Kenapa Minuman Ini Menjadi Menu Favorit Coffee Shop?
Ada beberapa alasan mengapa banyak coffee shop menjadikan butterscotch sea salt latte sebagai menu signature:
-
Market Friendly
Tidak terlalu pahit sehingga mudah diterima konsumen non-coffee. -
Instagramable
Versi iced memberikan visual layer yang bagus untuk foto dan video. -
Margin Tinggi
Butterscotch syrup + sea salt adalah komponen yang relatif murah tetapi meningkatkan perceived value minuman. -
Seasonal Flexibility
Bisa dijadikan menu musiman (winter/fall menu) atau limited edition. -
Broad Target Segment
Cocok untuk pelajar, pekerja, hingga dessert lover.
Bagi pelaku bisnis coffee shop, ini adalah contoh menu flavored latte yang efektif dari sisi komersial.
Kesimpulan Butterscotch sea salt latte
Dalam dunia minuman kopi modern, butterscotch sea salt latte adalah perpaduan antara teknik espresso dan inspirasi dessert yang menghasilkan rasa manis, creamy, dan memiliki kontras gurih yang menarik. Kombinasi butterscotch dan sea salt memberikan kompleksitas rasa yang cocok bagi konsumen pemula maupun pecinta minuman manis, sementara karakter espresso tetap memberikan backbone yang balance. Selain aspek sensory, minuman ini juga populer dalam industri coffee shop karena memiliki margin tinggi, mudah dimodifikasi, serta mampu menarik pelanggan melalui daya tarik visual dan rasa yang approachable.
FAQ Butterscotch Sea Salt Latte
1. Apa itu butterscotch dalam minuman?
Butterscotch adalah flavor yang berasal dari gula dan mentega yang dikaramelisasi sehingga menghasilkan rasa manis buttery seperti permen toffee.

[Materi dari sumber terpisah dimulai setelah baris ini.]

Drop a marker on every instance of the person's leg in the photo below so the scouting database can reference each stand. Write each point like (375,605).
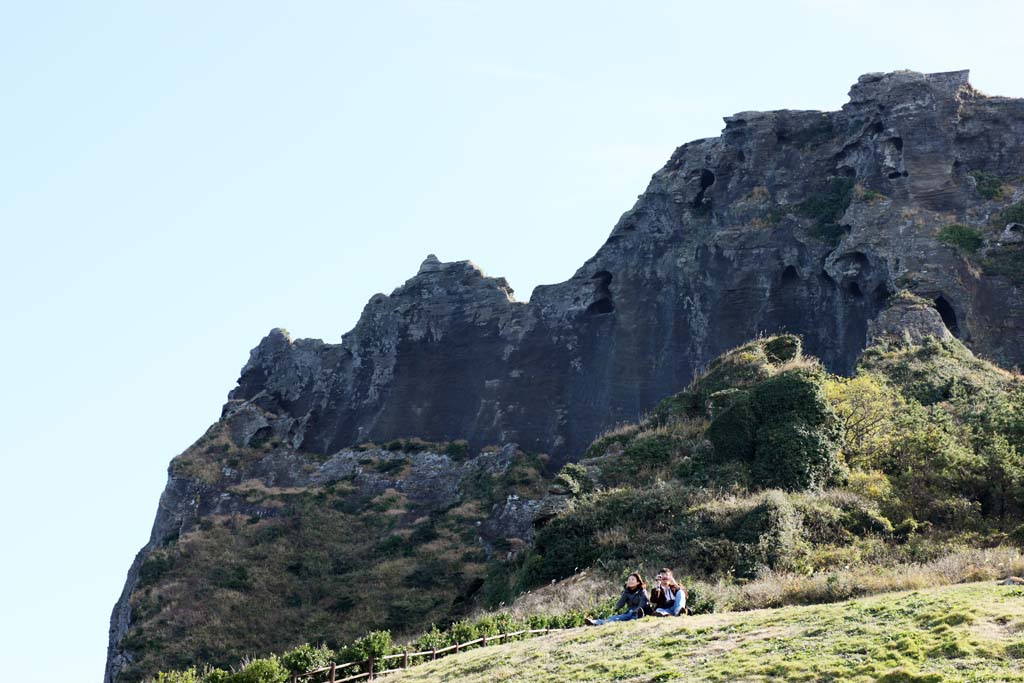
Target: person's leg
(625,616)
(680,603)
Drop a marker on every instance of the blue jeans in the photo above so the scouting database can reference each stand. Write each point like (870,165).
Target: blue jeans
(625,616)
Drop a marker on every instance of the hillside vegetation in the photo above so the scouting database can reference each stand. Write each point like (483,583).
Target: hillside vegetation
(767,482)
(953,634)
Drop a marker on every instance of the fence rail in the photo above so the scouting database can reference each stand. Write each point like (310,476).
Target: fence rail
(404,655)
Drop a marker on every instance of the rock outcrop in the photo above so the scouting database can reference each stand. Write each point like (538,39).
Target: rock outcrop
(794,221)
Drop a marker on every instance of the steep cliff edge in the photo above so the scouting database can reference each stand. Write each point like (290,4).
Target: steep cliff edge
(796,221)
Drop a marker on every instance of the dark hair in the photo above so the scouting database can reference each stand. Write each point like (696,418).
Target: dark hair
(672,579)
(639,581)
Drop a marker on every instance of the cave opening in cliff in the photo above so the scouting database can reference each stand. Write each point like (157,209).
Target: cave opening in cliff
(700,203)
(602,293)
(948,314)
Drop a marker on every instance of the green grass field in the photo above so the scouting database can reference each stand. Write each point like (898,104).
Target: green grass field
(972,632)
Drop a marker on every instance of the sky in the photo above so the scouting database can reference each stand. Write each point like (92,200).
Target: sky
(177,178)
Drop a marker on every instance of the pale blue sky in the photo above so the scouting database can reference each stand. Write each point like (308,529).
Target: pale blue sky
(176,178)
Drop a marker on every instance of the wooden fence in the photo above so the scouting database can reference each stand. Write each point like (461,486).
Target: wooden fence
(406,655)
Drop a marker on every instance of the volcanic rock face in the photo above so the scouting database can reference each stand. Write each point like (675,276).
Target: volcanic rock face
(798,221)
(791,221)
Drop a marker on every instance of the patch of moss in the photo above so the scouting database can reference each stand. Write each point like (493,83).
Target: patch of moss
(965,239)
(826,207)
(988,184)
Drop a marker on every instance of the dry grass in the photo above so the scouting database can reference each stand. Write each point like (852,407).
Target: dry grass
(940,635)
(778,589)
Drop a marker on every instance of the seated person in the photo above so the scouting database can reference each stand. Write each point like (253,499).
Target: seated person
(634,598)
(668,598)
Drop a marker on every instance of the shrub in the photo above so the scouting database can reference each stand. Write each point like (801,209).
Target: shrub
(268,670)
(732,432)
(826,208)
(233,578)
(782,348)
(1013,214)
(458,450)
(306,657)
(966,239)
(988,185)
(187,676)
(1007,260)
(154,567)
(375,644)
(574,478)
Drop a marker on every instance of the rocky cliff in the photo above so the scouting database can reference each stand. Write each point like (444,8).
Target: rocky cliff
(798,221)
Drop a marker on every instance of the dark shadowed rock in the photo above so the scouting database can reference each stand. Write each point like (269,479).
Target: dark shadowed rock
(794,221)
(798,221)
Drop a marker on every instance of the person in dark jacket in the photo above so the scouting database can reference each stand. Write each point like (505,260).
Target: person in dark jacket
(634,598)
(667,598)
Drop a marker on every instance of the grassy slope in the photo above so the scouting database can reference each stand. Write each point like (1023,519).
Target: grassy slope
(972,632)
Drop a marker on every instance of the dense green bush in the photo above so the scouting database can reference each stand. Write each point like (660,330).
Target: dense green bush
(1013,214)
(825,208)
(785,428)
(267,670)
(732,432)
(988,184)
(306,657)
(967,240)
(574,478)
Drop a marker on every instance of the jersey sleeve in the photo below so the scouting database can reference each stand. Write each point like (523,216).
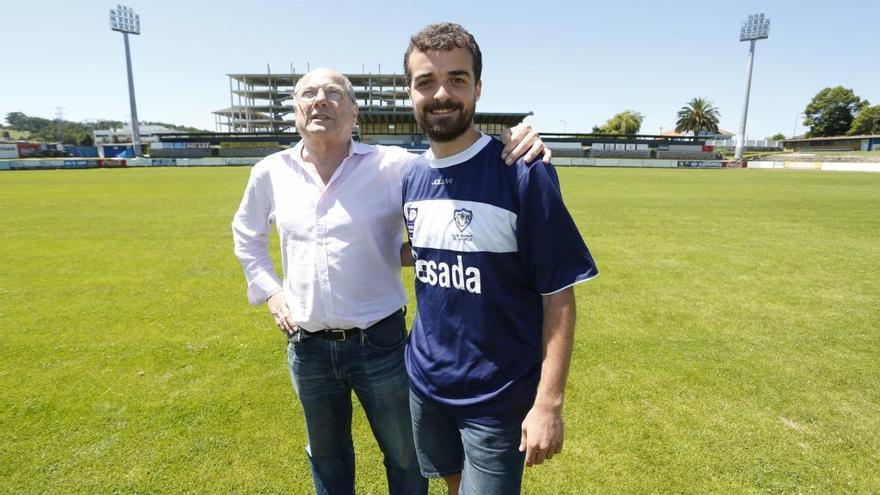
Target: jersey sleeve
(548,240)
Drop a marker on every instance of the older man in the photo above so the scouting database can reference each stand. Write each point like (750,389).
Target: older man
(336,205)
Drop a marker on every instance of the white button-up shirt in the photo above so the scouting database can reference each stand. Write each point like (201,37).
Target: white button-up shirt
(340,243)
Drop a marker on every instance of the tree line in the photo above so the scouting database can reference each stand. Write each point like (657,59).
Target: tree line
(68,132)
(833,111)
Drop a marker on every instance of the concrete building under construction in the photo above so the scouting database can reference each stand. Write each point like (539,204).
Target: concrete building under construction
(264,103)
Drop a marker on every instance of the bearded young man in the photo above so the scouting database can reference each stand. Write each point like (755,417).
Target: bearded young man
(336,205)
(496,254)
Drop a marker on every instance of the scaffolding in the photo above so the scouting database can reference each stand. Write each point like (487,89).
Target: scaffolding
(264,103)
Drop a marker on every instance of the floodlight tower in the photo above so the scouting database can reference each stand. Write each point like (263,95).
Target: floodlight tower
(757,27)
(124,20)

2. Apakah butterscotch sea salt latte mengandung kopi?
Ya, minuman ini umumnya menggunakan espresso sebagai base, tetapi ada versi non-coffee yang memakai matcha atau cokelat.
3. Sea salt pada minuman fungsinya untuk apa?
Sea salt berfungsi menyeimbangkan sweetness sekaligus memperkuat aroma dan kompleksitas rasa.
4. Apakah minuman ini terlalu manis?
Karena ada sea salt sebagai balancer, rasa tidak menjadi overly sweet jika dibuat dengan proporsi tepat.
5. Bisa dibuat tanpa mesin espresso?
Bisa, menggunakan metode seperti moka pot, kopi instan premium, atau espresso capsule.